Do you find you are more alert in the morning?

Approximately 70% of those who responded consider themselves morning people.

Although this may not come as a surprise, many people who consider themselves to be morning people now, remember the days when they would sleep until noon and stay up late studying or going out on the town.

A study led by Dr. Lynn Hasher, Baycrest senior scientist and professor of psychology and marketing at the University of Toronto, shows a difference in peak performance time in older adults compared to younger adults. Older adults tend to peak in the morning.

As we age, our circadian rhythm – or biological clock — begins to shift. Between childhood and adolescence it is natural for the daily cycle of activity to begin shifting toward the evening. At the peak, by age 19 or 20, most adolescents have become night owls, preferring to sleep late and pull all-nighters. They perform better at mental and physical tasks in the afternoons.

But by our mid-twenties we slowly begin to shift back to being morning people. This means that most older people are more alert in the morning and difficult tasks are best done at that time.

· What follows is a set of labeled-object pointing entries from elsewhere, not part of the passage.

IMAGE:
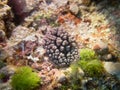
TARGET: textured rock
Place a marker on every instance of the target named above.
(112, 68)
(3, 54)
(22, 8)
(101, 48)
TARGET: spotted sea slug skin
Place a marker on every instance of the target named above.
(61, 48)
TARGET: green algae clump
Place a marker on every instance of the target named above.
(90, 64)
(87, 54)
(25, 79)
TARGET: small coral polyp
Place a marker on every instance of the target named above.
(61, 48)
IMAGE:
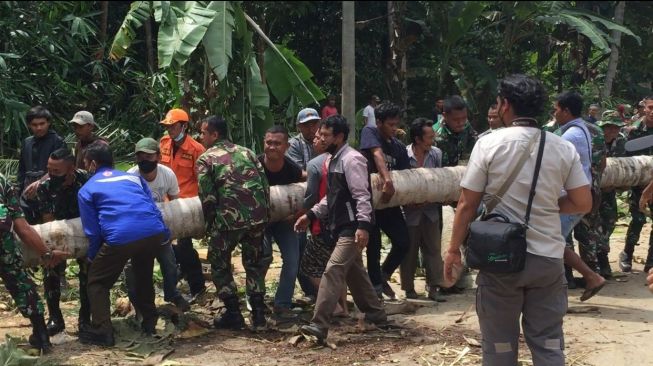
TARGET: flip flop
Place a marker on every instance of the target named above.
(587, 294)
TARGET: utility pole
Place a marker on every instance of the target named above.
(349, 68)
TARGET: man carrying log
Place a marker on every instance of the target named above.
(638, 218)
(348, 207)
(235, 199)
(15, 277)
(56, 199)
(122, 223)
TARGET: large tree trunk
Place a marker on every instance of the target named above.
(348, 102)
(184, 216)
(614, 55)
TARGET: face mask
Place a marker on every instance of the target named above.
(181, 135)
(146, 166)
(57, 181)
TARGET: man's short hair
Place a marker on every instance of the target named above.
(63, 154)
(38, 112)
(338, 124)
(217, 124)
(454, 103)
(100, 153)
(386, 110)
(278, 129)
(417, 128)
(571, 101)
(526, 95)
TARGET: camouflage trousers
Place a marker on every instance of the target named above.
(52, 286)
(637, 221)
(589, 234)
(253, 257)
(608, 215)
(16, 279)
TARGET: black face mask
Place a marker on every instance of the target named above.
(57, 181)
(146, 166)
(331, 149)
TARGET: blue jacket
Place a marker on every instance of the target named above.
(116, 208)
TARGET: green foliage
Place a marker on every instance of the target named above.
(11, 355)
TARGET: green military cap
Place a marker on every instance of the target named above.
(610, 117)
(147, 145)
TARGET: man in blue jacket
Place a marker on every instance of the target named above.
(121, 222)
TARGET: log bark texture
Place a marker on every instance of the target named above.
(184, 216)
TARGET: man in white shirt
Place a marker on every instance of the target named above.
(163, 184)
(368, 112)
(538, 293)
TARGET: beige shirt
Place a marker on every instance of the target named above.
(494, 157)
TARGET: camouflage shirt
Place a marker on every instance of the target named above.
(233, 188)
(9, 211)
(60, 202)
(454, 146)
(617, 148)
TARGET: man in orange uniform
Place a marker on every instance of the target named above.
(179, 152)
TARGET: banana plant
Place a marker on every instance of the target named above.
(221, 33)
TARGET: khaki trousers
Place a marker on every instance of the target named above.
(105, 270)
(425, 237)
(345, 267)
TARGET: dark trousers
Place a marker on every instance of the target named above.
(190, 265)
(391, 221)
(105, 270)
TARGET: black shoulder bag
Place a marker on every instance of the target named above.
(494, 244)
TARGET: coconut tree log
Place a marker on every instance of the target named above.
(184, 216)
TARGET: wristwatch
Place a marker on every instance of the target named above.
(47, 255)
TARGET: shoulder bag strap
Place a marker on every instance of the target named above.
(496, 198)
(538, 164)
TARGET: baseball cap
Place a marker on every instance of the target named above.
(610, 117)
(175, 115)
(306, 115)
(83, 118)
(147, 145)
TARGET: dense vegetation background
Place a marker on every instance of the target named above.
(259, 62)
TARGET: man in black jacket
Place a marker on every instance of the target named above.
(35, 152)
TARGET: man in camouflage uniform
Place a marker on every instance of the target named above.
(56, 199)
(638, 218)
(615, 143)
(589, 231)
(16, 280)
(235, 199)
(454, 135)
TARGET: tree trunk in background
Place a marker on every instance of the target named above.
(149, 46)
(102, 37)
(614, 55)
(348, 102)
(184, 216)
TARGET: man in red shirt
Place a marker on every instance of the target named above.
(179, 152)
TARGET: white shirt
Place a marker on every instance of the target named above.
(164, 185)
(493, 158)
(368, 113)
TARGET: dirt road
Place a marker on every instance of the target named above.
(612, 329)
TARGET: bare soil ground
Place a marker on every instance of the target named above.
(611, 329)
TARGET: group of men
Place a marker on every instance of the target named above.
(321, 245)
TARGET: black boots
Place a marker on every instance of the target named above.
(258, 312)
(39, 337)
(625, 261)
(55, 318)
(230, 318)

As well, our ability to filter information in the afternoon becomes much harder.

Although our ability to acquire new information, think, reason and remember are all affected by this shift in body rhythm, there are some activities that can still be performed at a high level late in the day. For example, activities requiring well-established tasks and well-learned facts are not affected.

Some tips to help you get the most out of your day:

  • At work, schedule important meetings or presentations in the morning because that’s when you’re most alert.
  • Schedule doctors appointments in the morning when your abilities to comprehend new information and communicate are at their peak.
  • Have brain boosting food, high in complex carbohydrates, available at afternoon meetings or have a bite to eat just before the meeting.
  • Don’t go for long periods without eating.
  • Go for a walk. Exercise can boost your energy.
  • If possible, take a short power nap. Napping can increase alertness, improve motor performance, boost memory and enhance creativity.
  • If you’re feeling sluggish have a cup of coffee – although the boost in energy may only be temporary.